As seen during the first two waves, the third wave of Islamisation in Iran will likely have three primary manifestations: Further embedment of Islamic culture and values in daily and political life, a more forceful fight against Western influences on Iranian society, and an increase in the Supreme Leader’s influence and control over all social and political groups in the country.
To achieve this, the new administration will have to use force, as today large segments of the Iranian population do not share the ideals and ambitions of the ruling regime. The new administration will repress those in Iran who try to resist regime-imposed restrictions on their lives and increase pressure over the youth and women – the main two groups that increasingly challenge the regime’s authority.
In terms of foreign policy, a new “Islamic government” will work to achieve all of the Islamic Republic’s long term goals, such as increasing Iran’s influence over the region and exporting the Islamic revolution to other countries by supporting militant groups.

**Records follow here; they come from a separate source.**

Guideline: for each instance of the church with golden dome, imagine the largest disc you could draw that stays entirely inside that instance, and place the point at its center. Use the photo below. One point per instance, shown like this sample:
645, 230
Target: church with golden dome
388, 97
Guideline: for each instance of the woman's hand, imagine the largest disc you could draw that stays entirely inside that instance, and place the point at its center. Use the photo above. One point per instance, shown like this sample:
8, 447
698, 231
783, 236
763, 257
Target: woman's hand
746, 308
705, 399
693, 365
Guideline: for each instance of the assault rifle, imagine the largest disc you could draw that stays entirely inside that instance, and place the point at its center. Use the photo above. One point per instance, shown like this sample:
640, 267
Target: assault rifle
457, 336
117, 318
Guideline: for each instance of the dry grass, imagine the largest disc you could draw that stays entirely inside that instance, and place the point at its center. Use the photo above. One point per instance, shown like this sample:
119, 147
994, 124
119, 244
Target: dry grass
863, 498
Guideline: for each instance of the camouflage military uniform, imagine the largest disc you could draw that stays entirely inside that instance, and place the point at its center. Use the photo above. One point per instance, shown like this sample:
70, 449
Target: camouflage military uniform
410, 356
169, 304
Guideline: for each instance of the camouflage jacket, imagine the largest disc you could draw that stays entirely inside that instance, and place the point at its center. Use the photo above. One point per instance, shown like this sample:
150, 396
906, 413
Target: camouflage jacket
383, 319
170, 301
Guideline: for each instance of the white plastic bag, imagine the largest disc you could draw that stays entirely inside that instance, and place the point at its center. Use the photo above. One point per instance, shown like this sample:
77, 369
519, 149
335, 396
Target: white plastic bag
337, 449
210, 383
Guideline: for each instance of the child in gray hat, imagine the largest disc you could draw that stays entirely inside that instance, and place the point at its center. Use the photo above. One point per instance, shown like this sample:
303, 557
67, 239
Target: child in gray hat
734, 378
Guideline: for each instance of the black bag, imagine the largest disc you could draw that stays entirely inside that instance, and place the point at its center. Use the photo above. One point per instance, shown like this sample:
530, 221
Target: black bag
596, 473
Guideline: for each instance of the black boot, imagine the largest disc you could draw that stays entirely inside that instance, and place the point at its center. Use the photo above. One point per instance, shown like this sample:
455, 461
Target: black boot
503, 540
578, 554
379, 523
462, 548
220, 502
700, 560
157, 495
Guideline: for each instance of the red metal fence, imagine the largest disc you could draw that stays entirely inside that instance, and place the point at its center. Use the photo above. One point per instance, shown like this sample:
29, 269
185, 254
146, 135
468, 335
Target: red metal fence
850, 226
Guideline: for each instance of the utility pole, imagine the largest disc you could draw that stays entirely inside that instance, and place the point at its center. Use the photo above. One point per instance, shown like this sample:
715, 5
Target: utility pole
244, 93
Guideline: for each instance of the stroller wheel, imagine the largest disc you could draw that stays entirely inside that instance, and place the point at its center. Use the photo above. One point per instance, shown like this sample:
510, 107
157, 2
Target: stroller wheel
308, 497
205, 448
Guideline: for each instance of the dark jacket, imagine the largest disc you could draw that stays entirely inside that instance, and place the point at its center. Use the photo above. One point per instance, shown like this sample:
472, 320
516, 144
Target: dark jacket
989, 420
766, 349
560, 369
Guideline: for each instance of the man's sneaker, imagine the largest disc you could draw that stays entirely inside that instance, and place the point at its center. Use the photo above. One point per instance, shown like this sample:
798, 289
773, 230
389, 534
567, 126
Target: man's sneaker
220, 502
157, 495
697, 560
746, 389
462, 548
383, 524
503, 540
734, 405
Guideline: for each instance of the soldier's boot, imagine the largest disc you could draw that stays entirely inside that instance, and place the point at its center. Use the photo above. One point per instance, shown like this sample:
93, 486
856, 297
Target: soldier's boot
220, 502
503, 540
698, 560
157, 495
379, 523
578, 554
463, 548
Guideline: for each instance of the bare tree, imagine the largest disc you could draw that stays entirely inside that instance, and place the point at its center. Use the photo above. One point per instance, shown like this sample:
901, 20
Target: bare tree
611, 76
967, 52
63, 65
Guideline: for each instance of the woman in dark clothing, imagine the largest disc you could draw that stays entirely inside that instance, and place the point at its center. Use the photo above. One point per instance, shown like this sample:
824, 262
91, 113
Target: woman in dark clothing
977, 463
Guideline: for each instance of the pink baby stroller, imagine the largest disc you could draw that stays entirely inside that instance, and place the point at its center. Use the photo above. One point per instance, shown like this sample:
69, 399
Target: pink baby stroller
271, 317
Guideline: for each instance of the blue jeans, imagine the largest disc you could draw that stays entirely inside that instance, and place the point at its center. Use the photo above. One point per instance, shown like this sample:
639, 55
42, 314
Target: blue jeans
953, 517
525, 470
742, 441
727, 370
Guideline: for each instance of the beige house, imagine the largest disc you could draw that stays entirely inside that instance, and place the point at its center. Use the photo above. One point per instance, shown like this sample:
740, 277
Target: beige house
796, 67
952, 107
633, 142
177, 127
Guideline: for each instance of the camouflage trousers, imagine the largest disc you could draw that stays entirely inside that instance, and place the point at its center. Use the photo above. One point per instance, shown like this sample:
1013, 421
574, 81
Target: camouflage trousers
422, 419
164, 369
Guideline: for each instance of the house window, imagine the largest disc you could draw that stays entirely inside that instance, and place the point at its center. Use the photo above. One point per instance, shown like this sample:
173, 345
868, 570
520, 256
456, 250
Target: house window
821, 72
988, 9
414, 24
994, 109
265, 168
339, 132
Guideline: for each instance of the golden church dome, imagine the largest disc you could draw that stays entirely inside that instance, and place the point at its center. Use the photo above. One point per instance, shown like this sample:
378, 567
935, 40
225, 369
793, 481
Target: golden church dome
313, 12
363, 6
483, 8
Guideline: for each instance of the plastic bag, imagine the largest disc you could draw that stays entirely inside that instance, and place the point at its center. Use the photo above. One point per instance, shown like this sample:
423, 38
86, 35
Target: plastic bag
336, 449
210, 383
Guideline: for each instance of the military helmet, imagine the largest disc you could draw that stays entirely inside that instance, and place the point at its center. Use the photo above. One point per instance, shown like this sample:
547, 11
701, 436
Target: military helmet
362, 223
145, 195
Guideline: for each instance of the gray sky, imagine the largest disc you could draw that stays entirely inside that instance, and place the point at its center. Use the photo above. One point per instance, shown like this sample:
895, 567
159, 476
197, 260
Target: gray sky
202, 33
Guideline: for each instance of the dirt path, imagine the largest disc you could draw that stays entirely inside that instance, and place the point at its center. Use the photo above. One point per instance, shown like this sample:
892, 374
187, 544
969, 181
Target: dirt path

If the new government ends up including many members of the IRGC and the Basij as expected, the cooperation between the Iranian Foreign Ministry and the IRGC will also strengthen, allowing the country to pursue its foreign policy agenda more efficiently.
Anti-Americanism will also be a defining characteristic of any future “Islamic government” supported by Khamenei.
Anti-Americanism is at the core of the Iranian regime and the Supreme Leader’s identity. So any new government supported by the Supreme Leader would likely continue to antagonise the US and its allies while moving closer to Russia and China. Forming better relationships with African and South American countries would also be a priority for the new administration for political and economic reasons.
Ayatollah Khamenei, who is 82 years old, wants his regime and ideals to outlive him. He wants not only the spirit of the 1979 revolution to live on, but also Iran to eventually become an Islamic powerhouse and a leader of the Muslim world. Only time will tell if the Supreme Leader will succeed in overseeing the formation of an ideal Islamic government that is crucial to the success of his long-term political agenda. But for now, it seems Khamenei is well positioned to move to the next stage of his revolutionary plan.
The views expressed in this article are the author’s own and do not necessarily reflect Al Jazeera’s editorial stance.